Hat der potentielle Erwerber diese ihn treffenden Sorgfaltspflichten beachtet, so treffen ihn keine weiteren Nachforschungspflichten (siehe z.B. BGH, Urteil vom 01.03.2013 (V ZR 92/12)), es sei denn, das Geschäft ist von Auffälligkeiten gekennzeichnet. Solche Auffälligkeiten sind z.B., wenn kein Originalschlüssel vorgelegt werden kann oder der 2. Schlüssel fehlt (typisch für bei Probefahrten unterschlagene Fahrzeuge), wenn der Preis auffällig niedrig ist etc. Auffällig kann sein, wenn, unter welchen Vorwänden auch immer, die gesamte Transaktion nicht am Wohn- oder Betriebssitz des Veräußerers stattfindet, sondern auf Autobahnparkplätzen, in Gaststätten etc. Selbstverständlich ist diese Regel nicht absolut zu nehmen, wenn z.B. der Verkäufer bereit ist, bei großen Distanzen den Käufer auf dem halben Wege zu treffen oder den Wagen zu dem Käufer zu bringen. Auf der sicheren Seite ist man allerdings eher, wenn das Klingelschild der Adresse, wo der Verkäufer seinen Wohnsitz hat, mit seinem Namen übereinstimmt.

4.

Ist ein Fahrzeug gestohlen oder unterschlagen worden, erfolgt in aller Regel über die mit der Fahndung befassten Polizeibehörden eine Eintragung in das sogenannte Schengener Informationssystem (SIS). Dies ist ein Informationssystem für die Sicherheitsbehörden der Schengen-Länder und dient der automatisierten Personen- und Sachfahndung in der EU. Zugriffsberechtigt sind nur Behörden. Allerdings gibt es privat betriebene Websites, wie z.B. „diebstahlradar.de“, „vin-info.com“, „fahrzeug-identifizierungsnummern-check.de“, „stolencars24.eu“, um nur einige zu nennen und ohne im Einzelnen deren Zuverlässigkeit geprüft zu haben. Dort können auch Privatpersonen recherchieren, ob das Fahrzeug als gestohlen/unterschlagen gemeldet ist.

Zu empfehlen ist daher, sich von dem potentiellen Veräußerer vorab die Fahrzeugidentifikationsnummer mitteilen zu lassen, um diese dann in diesen Suchmaschinen, bei dem örtlichen Straßenverkehrsamt oder der Polizei daraufhin zu überprüfen, ob eine Eintragung vorliegt.
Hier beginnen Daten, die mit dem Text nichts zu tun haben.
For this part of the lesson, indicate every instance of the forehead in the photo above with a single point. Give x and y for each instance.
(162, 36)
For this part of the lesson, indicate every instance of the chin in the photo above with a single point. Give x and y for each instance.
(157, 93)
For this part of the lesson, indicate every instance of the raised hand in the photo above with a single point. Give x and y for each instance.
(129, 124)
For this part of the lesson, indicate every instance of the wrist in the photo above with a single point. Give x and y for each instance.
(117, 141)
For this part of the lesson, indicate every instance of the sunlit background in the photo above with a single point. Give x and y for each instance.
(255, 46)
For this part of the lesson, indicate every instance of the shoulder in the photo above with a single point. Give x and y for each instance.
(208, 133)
Absolut sicher ist diese Methode aber leider auch nicht, da wir einige Fälle vertreten, bei denen geleaste Fahrzeuge in Italien oder Spanien unterschlagen wurden, ohne SIS-Eintrag verkauft, jedoch nach durchgeführter Transaktion und Zahlung des Kaufpreises dann als gestohlen gemeldet wurden. Dann ist eine Zulassung des Fahrzeugs nicht möglich und es droht Beschlagnahme durch die Polizei.
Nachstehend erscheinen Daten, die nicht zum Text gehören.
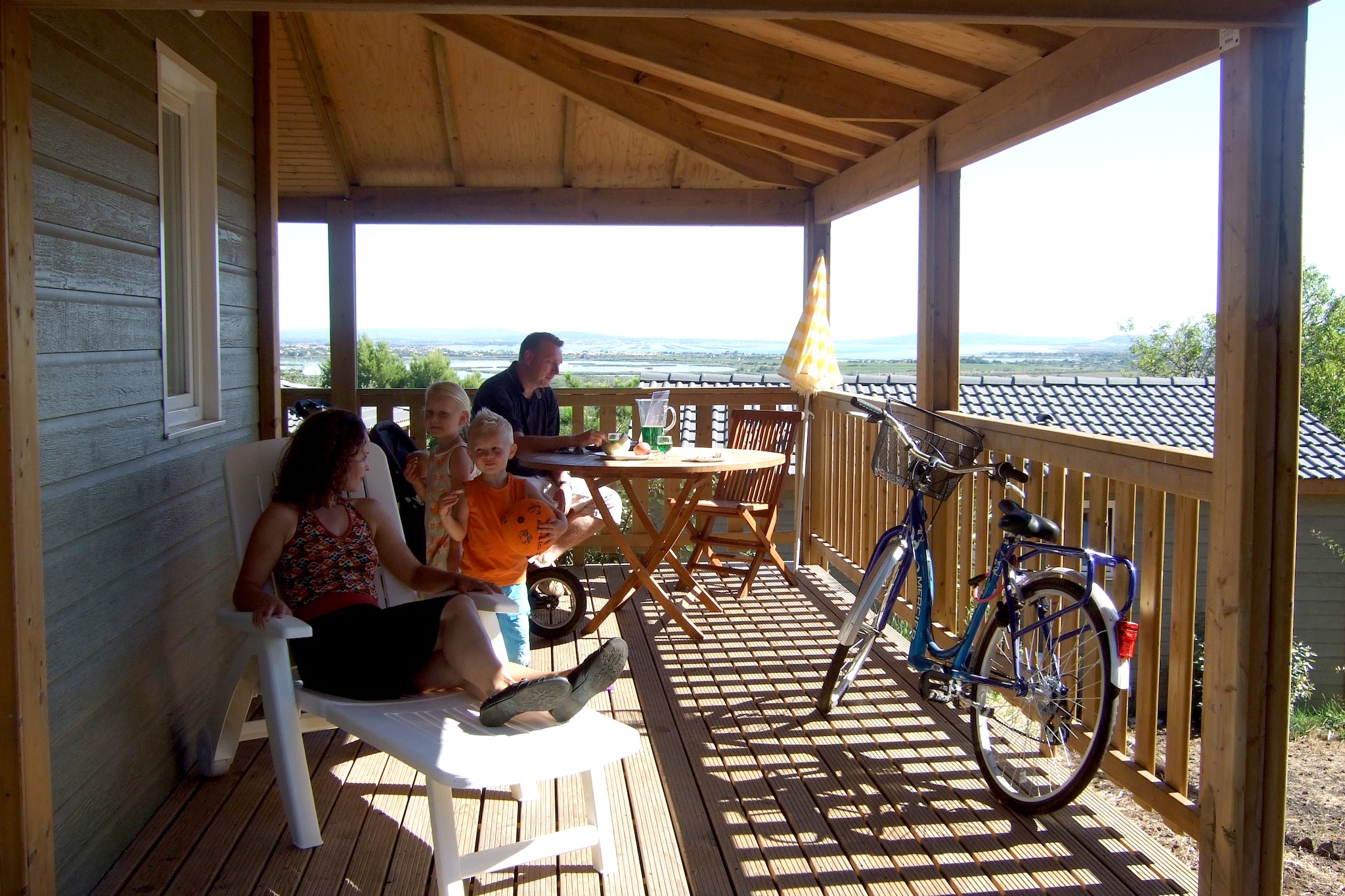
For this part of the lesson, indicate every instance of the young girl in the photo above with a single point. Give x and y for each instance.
(440, 475)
Leider ist es faktisch so gut wie unmöglich, eine italienische oder spanische Behörde selbst bei Nachweis eines gutgläubigen Erwerbes zur Löschung des SIS-Eintrages zu veranlassen. Solange der SIS-Eintrag besteht, ist das Fahrzeug faktisch erst einmal ein Haufen Metall. Hier kann ggf. im Rahmen eines Verwaltungsverfahrens Abhilfe geschaffen werden. Jedenfalls aber wird wohl der Wiederverkauf zunächst so gut wie unmöglich sein.

Liegt ein SIS-Eintrag vor, hat das Fahrzeug zwar einen Rechtsmangel. Die durch einen SIS-Eintrag begründete Rechtsmängelhaftung geht aber dann ins Leere, wenn es sich bei dem Veräußerer um einen Betrüger handelt, wie dies häufig der Fall ist. Ein Regress wird bereits an der Zustellung der Klage scheitern.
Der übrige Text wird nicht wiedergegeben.